Эти все три примера чисто-физиологические; и капитан Тушин на батарее, и Петя, засыпающий на телеге, и гр. Безухий на постоялом дворе – все трое здоровы, не ранены, не больны и не умирают. По-моему, сон Николеньки это – самое лучшее изо всего этого. – «Войско – паутина, слава – тоже паутина, только потолще». – Дети, и особенно дети впечатлительные и образованные, не только во сне, и наяву и в полном здоровье, нередко бывают в таком состоянии полубреда и фантастического творчества, в которое взрослые впадают наяву только при исключительных условиях болезни, полупомешательства, поэтического (отчасти даже преднамеренного) возбуждения при сочинении стихов и т. п. – И у детей практический разум в эти минуты бездействует; ничто не сдерживает бессознательного творчества их духа; они тогда не стесняются, не стыдятся, и всякий из нас видел таких детей, которые сочиняют при играх своих удивительные вещи, – нередко донельзя остроумные и оригинальные.

Понятен поэтому и правдив сон нежного и уже довольно начитанного Николеньки Болконского. В нем рядом с необычайно творческою фантазией отразились ближайшие, вчерашние впечатления: поломанные сургучи, спор старших об Аракчееве; и вместе с тем от этого сна веет эпохой. – Плутарх, каски древние, военная слава… Классическое тогда не «зубрили» насильно в подлинниках для укрепления памяти и воли, но читали для своего удовольствия и для развития чувства и ума, хотя бы и во французских переводах. – От этих касок Плутарха так же, как от фантастических «сфинксов» в полубреде раненого кн.

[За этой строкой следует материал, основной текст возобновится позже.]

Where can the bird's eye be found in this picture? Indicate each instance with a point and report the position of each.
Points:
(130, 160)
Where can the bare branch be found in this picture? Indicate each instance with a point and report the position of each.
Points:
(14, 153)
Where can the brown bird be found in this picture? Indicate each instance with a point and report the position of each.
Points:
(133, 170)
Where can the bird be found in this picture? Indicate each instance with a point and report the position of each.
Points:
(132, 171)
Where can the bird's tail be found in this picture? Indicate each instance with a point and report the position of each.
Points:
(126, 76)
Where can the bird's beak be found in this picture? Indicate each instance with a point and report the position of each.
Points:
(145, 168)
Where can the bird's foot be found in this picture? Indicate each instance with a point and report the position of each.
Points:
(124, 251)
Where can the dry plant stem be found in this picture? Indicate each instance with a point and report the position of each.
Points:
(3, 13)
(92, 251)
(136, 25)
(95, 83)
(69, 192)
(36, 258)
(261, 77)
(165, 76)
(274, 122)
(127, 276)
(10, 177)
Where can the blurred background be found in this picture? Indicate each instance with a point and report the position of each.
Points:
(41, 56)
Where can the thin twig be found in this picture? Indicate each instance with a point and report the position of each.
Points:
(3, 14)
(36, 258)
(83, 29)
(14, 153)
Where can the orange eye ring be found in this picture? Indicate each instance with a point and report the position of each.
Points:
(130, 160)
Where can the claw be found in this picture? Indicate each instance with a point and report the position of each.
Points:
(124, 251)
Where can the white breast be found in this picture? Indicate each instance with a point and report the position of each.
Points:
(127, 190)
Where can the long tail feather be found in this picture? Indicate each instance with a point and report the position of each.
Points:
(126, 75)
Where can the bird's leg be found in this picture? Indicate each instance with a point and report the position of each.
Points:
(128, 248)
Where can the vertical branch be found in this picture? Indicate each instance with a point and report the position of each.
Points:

Андрея, – веет эпохой; в этом, хорошем смысле – все это реальнее этого несносного ультра-натуралистического, но не натурального «питити-ти-бум», на который я уже указывал. Сновидение Николеньки, сверх того, так же эфирно в своей поэзии, как и удивительный полубред его прекрасного отца.

Дремота Пети Ростова хороша, но ее портит это «ожиг-жиг-жиг!», на которое я уже горько жаловался. Ведь не похоже все-таки.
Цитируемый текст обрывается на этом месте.